Vuckovic Stefan, Wagner Lucas O, Mirtschink André, Gori-Giorgi Paola
Department of Theoretical Chemistry and Amsterdam Center for Multiscale Modeling, FEW, Vrije Universiteit , De Boelelaan 1083, 1081HV Amsterdam, The Netherlands.
J Chem Theory Comput. 2015 Jul 14;11(7):3153-62. doi: 10.1021/acs.jctc.5b00387.
Using the dual Kantorovich formulation, we compute the strictly correlated electrons (SCE) functional (corresponding to the exact strong-interaction limit of density functional theory) for the hydrogen molecule along the dissociation curve. We use an exact relation between the Kantorovich potential and the optimal map to compute the comotion function, exploring corrections based on it. In particular, we analyze how the SCE functional transforms in an exact way the electron-electron distance into a one-body quantity, a feature that can be exploited to build new approximate functionals. We also show that the dual Kantorovich formulation provides in a natural way the constant in the Kohn-Sham potential recently introduced by Levy and Zahariev [Phys. Rev. Lett. 2014, 113, 113002] for finite systems.

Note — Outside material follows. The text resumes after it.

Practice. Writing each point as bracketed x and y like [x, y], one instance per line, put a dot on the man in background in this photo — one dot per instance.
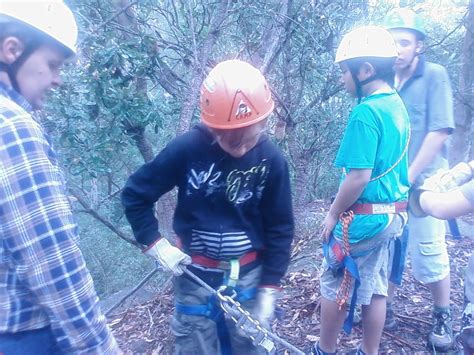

利用对偶康托罗维奇公式,我们沿着解离曲线计算了氢分子的严格关联电子(SCE)泛函(对应于密度泛函理论的精确强相互作用极限)。我们利用康托罗维奇势与最优映射之间的精确关系来计算共动函数,并在此基础上探索修正。特别地,我们分析了SCE泛函如何以精确的方式将电子 - 电子距离转化为一个单体量,这一特性可用于构建新的近似泛函。我们还表明,对偶康托罗维奇公式以自然的方式给出了最近由利维(Levy)和扎哈里耶夫(Zahariev)[《物理评论快报》2014年,第113卷,113002]为有限体系引入的科恩 - 沙姆势中的常数。